Esses interceptadores recolhiam esgoto de mais de 720 quilômetros de canais já existentes, que por sua vez recebiam resíduos de mais de 21.000 quilômetros de pequenos esgotos locais, tratando diariamente cerca de meio milhão de galões de resíduos. A construção desses esgotos foi uma obra monumental, demandando a escavação de 3,5 milhões de jardas cúbicas de terra, além de requerer 318 milhões de tijolos, 880.000 jardas cúbicas de concreto e argamassa. Bazalgette também ergueu três enormes aterros ao longo das margens do Tâmisa, onde as linhas de esgoto eram conduzidas.
A maior parte do sistema de esgoto funcionava por gravidade, mas em locais como Chelsea, Deptford, Abbey Mills e Crossness, Bazalgette construiu estações de bombeamento para elevar a água e garantir um fluxo adequado. Entre elas, as estações em Abbey Mills e Crossness se destacavam por sua magnificência arquitetônica, exibindo cúpulas ornamentadas que lembravam as de uma igreja bizantina. O historiador da arquitetura Nikolaus Pevsner descreveu a arquitetura desses edifícios como uma “combinação pouco convencional, com influências do gótico italiano, fileiras de janelas com toques bizantinos e uma lanterna central octogonal que adiciona um elegante toque russo”.
A visão de Bazalgette foi verdadeiramente excepcional ao projetar o sistema. Ele demonstrou essa perspicácia ao calcular precisamente o tamanho necessário das tubulações de esgoto para atender à população de Londres. Antevendo imprevistos e considerando que o sistema seria construído apenas uma vez, ele tomou uma decisão inovadora: optou por dobrar o diâmetro das tubulações.

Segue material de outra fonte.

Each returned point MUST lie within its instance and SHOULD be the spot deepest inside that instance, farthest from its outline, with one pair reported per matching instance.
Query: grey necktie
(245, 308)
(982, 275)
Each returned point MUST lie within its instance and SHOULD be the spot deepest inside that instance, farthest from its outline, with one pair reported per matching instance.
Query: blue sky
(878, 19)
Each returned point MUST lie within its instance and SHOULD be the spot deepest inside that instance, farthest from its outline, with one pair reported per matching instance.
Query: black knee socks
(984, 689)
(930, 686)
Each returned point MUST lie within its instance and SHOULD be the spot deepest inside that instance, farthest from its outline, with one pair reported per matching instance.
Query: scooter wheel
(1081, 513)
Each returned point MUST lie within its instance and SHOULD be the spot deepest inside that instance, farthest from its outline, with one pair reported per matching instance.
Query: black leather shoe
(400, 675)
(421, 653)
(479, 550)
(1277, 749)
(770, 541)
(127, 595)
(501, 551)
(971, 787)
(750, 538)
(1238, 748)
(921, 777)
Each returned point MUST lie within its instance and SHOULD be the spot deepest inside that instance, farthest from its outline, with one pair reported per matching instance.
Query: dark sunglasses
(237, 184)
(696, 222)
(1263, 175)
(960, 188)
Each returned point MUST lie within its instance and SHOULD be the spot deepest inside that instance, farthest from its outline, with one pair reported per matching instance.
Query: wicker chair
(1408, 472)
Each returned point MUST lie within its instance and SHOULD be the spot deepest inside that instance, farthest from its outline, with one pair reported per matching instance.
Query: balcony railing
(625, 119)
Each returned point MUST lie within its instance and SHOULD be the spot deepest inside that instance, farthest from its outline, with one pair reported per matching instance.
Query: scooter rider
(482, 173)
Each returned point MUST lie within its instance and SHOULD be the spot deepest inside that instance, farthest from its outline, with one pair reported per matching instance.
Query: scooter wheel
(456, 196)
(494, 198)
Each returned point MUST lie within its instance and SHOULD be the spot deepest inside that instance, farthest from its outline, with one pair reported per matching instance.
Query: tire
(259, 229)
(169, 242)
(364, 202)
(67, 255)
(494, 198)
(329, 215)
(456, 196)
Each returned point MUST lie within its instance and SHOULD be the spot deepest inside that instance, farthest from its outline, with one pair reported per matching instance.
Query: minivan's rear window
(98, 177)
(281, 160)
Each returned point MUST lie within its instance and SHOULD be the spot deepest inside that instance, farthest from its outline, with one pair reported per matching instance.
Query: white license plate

Esse planejamento visionário possibilitou que o sistema de esgoto vitoriano de Londres, com 150 anos de existência, permanecesse funcional até os dias atuais. Essa previsão cuidadosa e ação proativa de Bazalgette foram fundamentais para a durabilidade e eficácia contínua desse sistema.
Os sistemas de esgoto desempenharam um papel crucial na redução dos casos de epidemias de cólera e outras infecções em Londres, eliminando a contaminação. Desde a sua construção, a cidade enfrentou apenas um surto de cólera adicional em 1866, o qual foi contido em uma área restrita.
Atualmente, é possível visitar a estação de bombeamento Crossness, localizada no bairro de Bexley, em Londres. O magnífico edifício, apelidado de “a catedral dos pântanos” em homenagem aos adjacentes Pântanos Erith, exibe trabalhos ornamentais espetaculares em ferro fundido. O exterior original apresentava uma impressionante chaminé listrada e suas portas foram esculpidas com inspiração nas catedrais normandas.
Dentro da estação, encontram-se quatro imensos motores a vapor, batizados com nomes de membros da família real – Rainha Vitória, Príncipe Consorte, Alberto Eduardo e Alexandra da Dinamarca. Essas colossais máquinas tinham a capacidade de elevar 6 toneladas de esgoto por curso e por motor a uma altura de 30 a 40 pés, depositando-o em um reservatório que, em seguida, era lançado no Tâmisa durante a maré baixa.
Quando a estação de bombeamento foi desativada na década de 1950, o custo elevado para desmontar os motores resultou na decisão de deixá-los no local. Por mais de cinquenta anos, a estação e suas máquinas ficaram ociosas, acumulando poeira, até serem transformadas em atração turística em 2015.